The Botany of Desire by Michael Pollan explores the relationship between humans and plants by telling the history of four specific plants: tulips, apples, potatoes, and marijuana.  Each of these plants, Pollan asserts, have shaped human history in a significant way.  In the course of telling their histories, Pollan relates each plant to its present iteration, and illuminates how humans have changed the plant itself  — sometimes for good, sometimes for ill.  Listening to this book on audio was a good choice, as it felt more than anything like an extended NPR story.  If you want some light reading that mixes science and history with a few laughs about Pollan's failed attempts to grow pot, this one's for you.  Five out of five stars.


Is Everyone Hanging Out Without Me? by Mindy Kaling is, like Bossypants, a comedic memoir about working as a writer and actor in Hollywood.  Also like Bossypants, Kaling's stories fell mostly flat for me.  I didn't know much about Kaling going in, besides having seen the occasional episode of The Office, and perhaps I would have enjoyed the book much more if I were already a fan.  Some of her anecdotes were funny, but overall most of them felt like filler.  There was a great chapter about why she finds the prospect of one-night stands to be terrifying, but other than that I can't remember many particulars.  Two out of five stars.


Paris in Love by Eloisa James is a quick memoir about the year James spent living in Paris with her husband and two children.  Early on, she states that much of the book was pulled from her frequent Facebook posts about her year abroad, and this admission works well for setting the reader's expectations on what's to come.  The Facebook-status nature of the book isn't necessarily a bad thing, however.

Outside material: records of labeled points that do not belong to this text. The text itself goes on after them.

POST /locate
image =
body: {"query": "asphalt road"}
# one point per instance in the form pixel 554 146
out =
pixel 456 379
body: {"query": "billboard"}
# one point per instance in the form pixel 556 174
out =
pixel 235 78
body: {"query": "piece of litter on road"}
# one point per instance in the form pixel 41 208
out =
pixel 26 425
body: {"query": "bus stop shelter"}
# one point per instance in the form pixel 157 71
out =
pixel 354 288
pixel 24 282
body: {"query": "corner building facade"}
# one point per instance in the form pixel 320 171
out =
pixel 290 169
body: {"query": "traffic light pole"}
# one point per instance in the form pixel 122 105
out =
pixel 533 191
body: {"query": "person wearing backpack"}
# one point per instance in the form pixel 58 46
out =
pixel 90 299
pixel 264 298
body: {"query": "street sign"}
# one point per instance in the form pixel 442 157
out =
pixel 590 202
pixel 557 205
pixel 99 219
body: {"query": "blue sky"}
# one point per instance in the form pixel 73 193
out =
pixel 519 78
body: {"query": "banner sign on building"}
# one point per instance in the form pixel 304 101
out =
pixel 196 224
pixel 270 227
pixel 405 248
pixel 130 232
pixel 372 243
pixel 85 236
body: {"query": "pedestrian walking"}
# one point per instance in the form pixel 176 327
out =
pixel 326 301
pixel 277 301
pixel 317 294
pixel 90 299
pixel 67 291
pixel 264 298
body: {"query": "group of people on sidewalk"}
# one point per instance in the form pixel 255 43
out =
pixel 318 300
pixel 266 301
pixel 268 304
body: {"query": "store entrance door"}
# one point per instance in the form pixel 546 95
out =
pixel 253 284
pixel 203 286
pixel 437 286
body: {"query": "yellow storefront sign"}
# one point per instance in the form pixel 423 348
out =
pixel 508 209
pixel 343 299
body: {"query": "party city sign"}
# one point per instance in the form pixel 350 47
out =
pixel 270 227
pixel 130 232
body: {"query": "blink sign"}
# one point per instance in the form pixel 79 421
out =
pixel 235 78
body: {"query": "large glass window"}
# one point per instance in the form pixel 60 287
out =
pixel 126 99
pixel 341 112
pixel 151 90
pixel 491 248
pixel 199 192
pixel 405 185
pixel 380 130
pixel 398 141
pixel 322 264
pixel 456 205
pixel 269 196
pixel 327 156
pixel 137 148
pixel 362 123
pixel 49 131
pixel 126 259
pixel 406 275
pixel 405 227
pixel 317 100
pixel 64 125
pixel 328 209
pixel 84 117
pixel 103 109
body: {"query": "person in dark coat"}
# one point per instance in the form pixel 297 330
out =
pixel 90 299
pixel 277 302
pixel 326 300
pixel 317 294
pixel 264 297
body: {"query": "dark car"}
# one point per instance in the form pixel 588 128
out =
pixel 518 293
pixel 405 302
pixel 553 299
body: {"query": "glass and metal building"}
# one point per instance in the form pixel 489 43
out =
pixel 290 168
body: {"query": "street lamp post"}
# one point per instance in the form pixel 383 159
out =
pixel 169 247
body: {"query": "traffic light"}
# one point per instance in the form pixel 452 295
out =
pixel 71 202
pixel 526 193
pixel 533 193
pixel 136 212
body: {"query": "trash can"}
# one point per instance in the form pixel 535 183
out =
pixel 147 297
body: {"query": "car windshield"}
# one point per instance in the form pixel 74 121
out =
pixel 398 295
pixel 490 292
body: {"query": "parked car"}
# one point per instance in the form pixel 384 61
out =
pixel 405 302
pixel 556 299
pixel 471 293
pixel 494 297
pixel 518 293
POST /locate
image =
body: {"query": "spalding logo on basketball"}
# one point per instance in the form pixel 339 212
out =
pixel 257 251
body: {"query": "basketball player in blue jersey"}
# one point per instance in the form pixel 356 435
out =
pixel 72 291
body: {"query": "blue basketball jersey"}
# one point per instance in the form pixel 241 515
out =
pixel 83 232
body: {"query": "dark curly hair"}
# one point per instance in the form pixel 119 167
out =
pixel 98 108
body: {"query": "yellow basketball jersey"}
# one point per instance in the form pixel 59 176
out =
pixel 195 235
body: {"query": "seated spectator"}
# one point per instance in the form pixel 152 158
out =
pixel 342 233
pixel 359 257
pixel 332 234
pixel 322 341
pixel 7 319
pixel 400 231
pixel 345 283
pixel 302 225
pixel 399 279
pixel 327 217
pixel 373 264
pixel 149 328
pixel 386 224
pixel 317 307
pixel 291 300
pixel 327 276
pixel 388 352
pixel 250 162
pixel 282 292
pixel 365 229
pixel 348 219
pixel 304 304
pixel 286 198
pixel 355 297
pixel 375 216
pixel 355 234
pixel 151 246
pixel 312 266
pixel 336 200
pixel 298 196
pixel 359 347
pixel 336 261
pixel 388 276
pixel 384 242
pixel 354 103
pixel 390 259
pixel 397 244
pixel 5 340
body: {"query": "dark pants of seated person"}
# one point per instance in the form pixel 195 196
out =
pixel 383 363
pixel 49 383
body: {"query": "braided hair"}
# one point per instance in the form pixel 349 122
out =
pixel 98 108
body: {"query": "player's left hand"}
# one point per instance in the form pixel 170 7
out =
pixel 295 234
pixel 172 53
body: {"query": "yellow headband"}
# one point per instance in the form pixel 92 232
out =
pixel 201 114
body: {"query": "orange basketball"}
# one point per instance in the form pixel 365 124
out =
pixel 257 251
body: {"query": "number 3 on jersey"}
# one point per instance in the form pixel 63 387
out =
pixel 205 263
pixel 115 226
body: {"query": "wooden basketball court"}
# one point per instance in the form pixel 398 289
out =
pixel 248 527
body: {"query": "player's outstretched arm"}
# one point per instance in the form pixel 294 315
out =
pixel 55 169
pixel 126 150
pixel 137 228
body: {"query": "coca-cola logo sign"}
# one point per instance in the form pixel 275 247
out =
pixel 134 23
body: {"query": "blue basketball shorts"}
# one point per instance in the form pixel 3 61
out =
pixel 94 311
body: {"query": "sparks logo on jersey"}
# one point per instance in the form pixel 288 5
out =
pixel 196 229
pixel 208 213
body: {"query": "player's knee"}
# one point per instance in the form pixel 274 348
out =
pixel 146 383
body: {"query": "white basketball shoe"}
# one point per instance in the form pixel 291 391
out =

If you're looking for deep explorations of Parisian society or extensive reflections on culture class, this is not the book for you.  But if you want an audiobook that you can put on while you clean or run errands, the kind of book that doesn't necessarily demand your full attention, Paris in Love is perfect.  Luckily for me, I was in the mood for the latter.  (However, I have a sneaking suspicion that I would have roundly hated this book if I had attempted to read it in print.)  Four out of five stars.


Right now I'm listening to Cleopatra: A Life by Stacy Schiff, and am enjoying it so far.  I do wish audiobooks could come with things like maps and family trees, however  — one point to the written word for that.

What are some of your favorite books on audio?  Do you tend to listen to just fiction or non-fiction, or a combination of both?  Do you consider listening to an audiobook to be "reading" or not?  I'm curious.